Riley 3Through my own struggles with OCD and depression, I have become acutely aware in recent years that mental health challenges are a life and death matter. Robin Williams’s recent suicide drew attention to the devastating, and usually silent, impact of a long-term battle with one’s brain. On Monday, this hit much closer to home when my dear friend, Riley Sisson, was found dead in his apartment at age 26 after a painful battle with crippling OCD and its frequent friend depression.

I saw Riley just last week when he came over for a cigar. His anxiety was palpable, as it had been every time I’d seen him recently. His OCD focused on telling him that he had inadvertently left something behind that might harm someone else (perhaps we should rename this disease Over-Caring Disorder because every single obsessive thought I’ve ever heard of comes from excessive caring and concern, often for others. What a cruel trick for one’s brain to take something good – care for others – and turn it into a prison that won’t allow one to leave a room without checking it countless times to see what he might have left behind!).

He arrived an hour later than planned because it was so damn hard for him to leave his apartment. He also told me that, as he got near my neighborhood, he was reminded of the 2 years he spent in a nearby treatment facility for his challenges. He broke down crying in his car as he circled my neighborhood, reliving the pain of the past, fearing the pain of the future.

As it often did, our conversation turned to the topic of death. We had shared many conversations, some light-hearted and funny, some somber and scary, about wanting to just be done with our brutal brains. I remember laughing hysterically as we mocked people who express concern for our nutritional habits or our affinity for tobacco products.

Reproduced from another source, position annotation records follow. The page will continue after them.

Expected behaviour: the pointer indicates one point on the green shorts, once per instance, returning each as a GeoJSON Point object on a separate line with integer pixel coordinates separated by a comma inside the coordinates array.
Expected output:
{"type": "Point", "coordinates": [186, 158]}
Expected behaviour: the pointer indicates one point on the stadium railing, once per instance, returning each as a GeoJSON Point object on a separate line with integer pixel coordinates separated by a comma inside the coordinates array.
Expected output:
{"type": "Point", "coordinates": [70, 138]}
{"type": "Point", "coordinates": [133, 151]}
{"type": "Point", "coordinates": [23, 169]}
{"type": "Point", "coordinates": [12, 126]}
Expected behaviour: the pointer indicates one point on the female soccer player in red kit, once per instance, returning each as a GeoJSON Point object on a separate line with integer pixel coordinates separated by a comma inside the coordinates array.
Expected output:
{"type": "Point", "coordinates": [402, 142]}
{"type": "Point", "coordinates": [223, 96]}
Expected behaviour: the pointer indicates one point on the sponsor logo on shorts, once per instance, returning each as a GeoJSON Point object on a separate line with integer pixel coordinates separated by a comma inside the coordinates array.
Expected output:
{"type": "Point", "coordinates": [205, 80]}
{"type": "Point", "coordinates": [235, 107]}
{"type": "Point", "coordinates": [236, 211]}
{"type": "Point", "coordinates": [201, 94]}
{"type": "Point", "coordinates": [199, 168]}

He told the story of a girl in college who approached him while he was smoking a cigarette and said, “You know those will kill you, right?!” He re-enacted his hyperbolic reaction: he bolted out of his seat, threw down his cigarette and said, “Oh my God! You’re right! Thank you so much for telling me!” and then he gave the girl a giant, derisive hug. She called him an asshole and walked away. (Oh, how I wish I had the guts to do something like that just once!) But even after telling me that story, Riley’s deep compassion won the day, and he became his normal, soft-spoken person quickly, saying, “I shouldn’t have done that,” with real sadness in his voice for treating this girl “unkindly.”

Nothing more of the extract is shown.